Panum Crater is a volcanic cone that is part of the Mono–Inyo Craters, a chain of recent volcanic cones south of Mono Lake and east of the Sierra Nevada, in California, United States. Panum Crater is between 600 and 700 years old, and it exhibits all of the characteristics of the textbook rhyolitic lava dome.

Rhyolitic volcanoes are characterized by having large amounts of silica (quartz) in their lava. The content of silica at Panum is about 76 percent. It makes the lava very viscous, or thick, and very glassy. Products of this rhyolitic eruption are pumice and obsidian, the volcanic glass that Native Americans used to make arrow points and scrapers.[6]

Panum Crater formed in a sequence of events. The first event was caused by magma rising from deep within the Earth's crust. When this extremely hot, liquid rock made contact with water just below the surface, the water expanded into steam and a large, violent eruption occurred. The material that was thrown into the air by the steam, mainly old lake bottom sediments, was deposited around the new vent in little mounds.[4] So much debris was blown out that a gaping crater was left behind.[6]

Once this debris was blown out, a fountain of cinders shot up a great distance into the sky. As this huge amount of ash and pumice began to fall back towards the earth, it formed a pumice ring, or cinder cone, about the original vent. This cinder cone is still visible today.[6]

Following the violent eruptions of the first two phases, the remainder of the thick magma slowly rose to the surface in a series of domes. Each dome began with an outpouring of the viscous, rhyolitic lava which hardened and formed a cap over the vent. As magma continued to push up, the cap (or dome) shattered and fell to the outside of the newly formed dome. This happened so many times that a new mountain was created out of these broken pieces, called crumble breccia. The mountain continued to build in this manner until the force within the volcano weakened and no more new domes formed. The final one still stands today.[6]

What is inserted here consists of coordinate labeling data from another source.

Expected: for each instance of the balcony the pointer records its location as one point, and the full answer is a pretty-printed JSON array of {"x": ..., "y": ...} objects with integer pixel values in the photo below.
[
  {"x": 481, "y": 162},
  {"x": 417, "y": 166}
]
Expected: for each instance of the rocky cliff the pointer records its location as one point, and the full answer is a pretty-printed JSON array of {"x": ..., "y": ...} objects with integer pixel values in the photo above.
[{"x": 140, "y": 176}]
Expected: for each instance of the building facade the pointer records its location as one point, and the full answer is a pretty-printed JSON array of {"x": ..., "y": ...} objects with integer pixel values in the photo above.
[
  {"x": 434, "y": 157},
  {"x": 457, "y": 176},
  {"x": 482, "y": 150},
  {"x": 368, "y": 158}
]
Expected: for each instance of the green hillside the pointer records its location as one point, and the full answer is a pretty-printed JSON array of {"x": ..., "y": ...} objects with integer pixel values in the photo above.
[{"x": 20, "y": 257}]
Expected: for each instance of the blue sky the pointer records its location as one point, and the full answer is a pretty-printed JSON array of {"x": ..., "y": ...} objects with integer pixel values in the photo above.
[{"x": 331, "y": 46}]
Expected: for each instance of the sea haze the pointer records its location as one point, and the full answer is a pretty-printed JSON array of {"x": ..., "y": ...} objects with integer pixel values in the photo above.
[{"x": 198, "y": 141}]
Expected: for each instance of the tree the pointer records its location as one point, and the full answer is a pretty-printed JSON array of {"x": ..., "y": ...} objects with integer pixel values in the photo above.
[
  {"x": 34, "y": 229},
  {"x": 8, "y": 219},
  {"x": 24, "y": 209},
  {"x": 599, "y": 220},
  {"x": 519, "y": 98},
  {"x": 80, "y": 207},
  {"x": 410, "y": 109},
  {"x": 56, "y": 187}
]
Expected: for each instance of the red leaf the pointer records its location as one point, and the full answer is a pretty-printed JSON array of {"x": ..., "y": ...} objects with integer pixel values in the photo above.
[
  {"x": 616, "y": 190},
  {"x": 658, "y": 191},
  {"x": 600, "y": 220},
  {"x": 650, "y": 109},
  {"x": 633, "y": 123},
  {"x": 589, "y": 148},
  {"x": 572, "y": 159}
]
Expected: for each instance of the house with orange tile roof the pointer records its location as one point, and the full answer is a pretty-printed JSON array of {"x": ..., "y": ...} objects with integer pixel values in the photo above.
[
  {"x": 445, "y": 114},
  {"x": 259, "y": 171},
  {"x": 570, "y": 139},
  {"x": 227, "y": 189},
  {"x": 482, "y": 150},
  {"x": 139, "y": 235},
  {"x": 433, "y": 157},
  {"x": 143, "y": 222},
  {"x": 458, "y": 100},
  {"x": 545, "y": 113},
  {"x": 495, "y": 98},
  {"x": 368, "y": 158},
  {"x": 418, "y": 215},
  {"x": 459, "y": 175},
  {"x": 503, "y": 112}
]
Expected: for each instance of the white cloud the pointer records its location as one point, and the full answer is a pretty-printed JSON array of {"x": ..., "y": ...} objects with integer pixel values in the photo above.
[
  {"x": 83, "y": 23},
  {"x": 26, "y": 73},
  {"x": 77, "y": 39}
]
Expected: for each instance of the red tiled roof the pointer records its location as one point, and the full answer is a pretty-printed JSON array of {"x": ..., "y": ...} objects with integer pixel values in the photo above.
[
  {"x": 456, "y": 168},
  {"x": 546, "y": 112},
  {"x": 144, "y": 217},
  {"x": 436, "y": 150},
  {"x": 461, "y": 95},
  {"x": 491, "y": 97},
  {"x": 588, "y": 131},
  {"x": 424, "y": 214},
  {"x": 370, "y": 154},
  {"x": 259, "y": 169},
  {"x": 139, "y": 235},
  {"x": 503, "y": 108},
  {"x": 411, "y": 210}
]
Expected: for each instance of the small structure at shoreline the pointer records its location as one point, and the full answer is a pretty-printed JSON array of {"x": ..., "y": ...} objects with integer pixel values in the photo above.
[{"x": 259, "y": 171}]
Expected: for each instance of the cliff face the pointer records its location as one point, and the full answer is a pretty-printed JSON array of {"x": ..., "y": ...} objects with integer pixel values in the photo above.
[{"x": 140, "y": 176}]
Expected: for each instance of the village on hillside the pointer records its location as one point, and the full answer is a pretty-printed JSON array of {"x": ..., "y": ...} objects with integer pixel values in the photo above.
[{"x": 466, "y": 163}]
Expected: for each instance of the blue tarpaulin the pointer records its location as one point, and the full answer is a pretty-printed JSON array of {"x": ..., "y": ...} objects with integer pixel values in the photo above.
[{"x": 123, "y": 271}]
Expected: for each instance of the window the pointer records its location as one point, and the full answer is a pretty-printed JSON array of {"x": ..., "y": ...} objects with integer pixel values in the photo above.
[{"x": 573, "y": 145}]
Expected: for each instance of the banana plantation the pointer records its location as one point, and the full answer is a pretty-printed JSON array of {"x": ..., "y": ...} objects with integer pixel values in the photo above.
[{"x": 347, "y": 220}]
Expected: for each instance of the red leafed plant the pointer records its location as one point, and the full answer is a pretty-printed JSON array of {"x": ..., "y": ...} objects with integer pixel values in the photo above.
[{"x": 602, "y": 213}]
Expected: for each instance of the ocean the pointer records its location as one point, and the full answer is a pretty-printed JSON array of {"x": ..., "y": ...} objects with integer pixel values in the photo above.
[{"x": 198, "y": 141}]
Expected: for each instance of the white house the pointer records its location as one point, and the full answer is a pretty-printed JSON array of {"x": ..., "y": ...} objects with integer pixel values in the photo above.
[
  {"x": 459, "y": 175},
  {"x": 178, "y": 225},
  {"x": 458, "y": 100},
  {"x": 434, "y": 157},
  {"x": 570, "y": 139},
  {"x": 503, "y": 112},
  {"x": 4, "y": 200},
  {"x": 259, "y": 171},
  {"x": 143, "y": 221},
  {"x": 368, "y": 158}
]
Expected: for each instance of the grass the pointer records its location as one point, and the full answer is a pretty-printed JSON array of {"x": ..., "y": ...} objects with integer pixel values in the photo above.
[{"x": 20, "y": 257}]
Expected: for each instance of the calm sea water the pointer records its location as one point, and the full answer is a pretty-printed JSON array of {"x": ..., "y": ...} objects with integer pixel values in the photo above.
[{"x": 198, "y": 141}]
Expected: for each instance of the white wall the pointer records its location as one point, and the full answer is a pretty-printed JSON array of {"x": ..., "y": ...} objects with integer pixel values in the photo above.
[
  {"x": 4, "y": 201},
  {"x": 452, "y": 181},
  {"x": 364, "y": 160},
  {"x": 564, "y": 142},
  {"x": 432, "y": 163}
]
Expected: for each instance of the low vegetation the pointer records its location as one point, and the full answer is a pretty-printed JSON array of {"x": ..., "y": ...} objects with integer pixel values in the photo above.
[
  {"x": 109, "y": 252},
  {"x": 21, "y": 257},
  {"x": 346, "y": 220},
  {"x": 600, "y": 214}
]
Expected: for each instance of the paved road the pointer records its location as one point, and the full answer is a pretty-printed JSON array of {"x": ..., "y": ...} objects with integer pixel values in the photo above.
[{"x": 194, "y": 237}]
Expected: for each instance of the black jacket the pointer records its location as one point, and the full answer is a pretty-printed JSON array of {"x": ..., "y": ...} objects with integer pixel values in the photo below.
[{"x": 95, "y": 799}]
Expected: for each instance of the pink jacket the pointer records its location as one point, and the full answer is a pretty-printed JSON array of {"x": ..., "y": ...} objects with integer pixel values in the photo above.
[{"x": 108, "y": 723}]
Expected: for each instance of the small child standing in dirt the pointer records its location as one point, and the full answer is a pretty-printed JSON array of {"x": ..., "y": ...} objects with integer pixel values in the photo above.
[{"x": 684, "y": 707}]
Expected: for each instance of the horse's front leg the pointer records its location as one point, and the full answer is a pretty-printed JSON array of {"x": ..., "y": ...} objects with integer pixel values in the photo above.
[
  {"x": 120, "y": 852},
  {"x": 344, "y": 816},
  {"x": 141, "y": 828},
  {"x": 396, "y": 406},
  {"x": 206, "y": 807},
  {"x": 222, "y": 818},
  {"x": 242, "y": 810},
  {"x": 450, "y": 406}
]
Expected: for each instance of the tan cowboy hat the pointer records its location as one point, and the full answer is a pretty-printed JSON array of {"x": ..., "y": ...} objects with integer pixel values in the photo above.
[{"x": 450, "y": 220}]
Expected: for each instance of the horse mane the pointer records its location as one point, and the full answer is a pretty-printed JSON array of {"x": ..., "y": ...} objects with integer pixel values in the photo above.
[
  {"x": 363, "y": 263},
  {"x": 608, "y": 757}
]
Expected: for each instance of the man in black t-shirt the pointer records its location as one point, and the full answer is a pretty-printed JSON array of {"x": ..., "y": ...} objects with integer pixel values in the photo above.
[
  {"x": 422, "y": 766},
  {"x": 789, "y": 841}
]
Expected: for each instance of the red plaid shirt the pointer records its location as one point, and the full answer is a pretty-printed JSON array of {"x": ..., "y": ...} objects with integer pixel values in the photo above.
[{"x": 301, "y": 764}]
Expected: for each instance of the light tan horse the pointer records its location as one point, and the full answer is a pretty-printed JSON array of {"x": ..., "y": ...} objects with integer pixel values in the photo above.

As the final dome hardened, a period of spire building began. Thick lava pushed up through cracks of the hardening dome and formed castle-like spires. The formation of the spires was analogous to toothpaste squeezing through the opening of a tube and forming a small tower before it topples over. Most of the spires at Panum fell over and broke because of their rapid cooling and because of many small explosions at their bases. Most of the rocky debris at the top of the dome is the remains of spires that have crumbled.[6]

Flow banding in the obsidian dome

The central lava dome was erupted from degassed material and is made up of pumice and obsidian of the same composition. The difference between the two has to do with gas escaping as the magma cooled. The magma that created the dome had dissolved gas in it, like a bottle of seltzer water. As the magma rose towards the surface where there was less pressure on it than at depth, the gas expanded producing the holes or bubbles in the pumice. The magma that remained pressurized while it cooled quickly or that had already lost its gas, formed the obsidian.[4]

Flow banding containing both obsidian and pumice is common at Panum Crater. Another common texture, called breadcrust, can also be seen in the dome. Breadcrust textures form when the inside of a cooling rock is still hot with gas escaping from it while the outside surface has already cooled. As the gas expands from the inside, the outside surface cracks to allow the gas to escape.[4]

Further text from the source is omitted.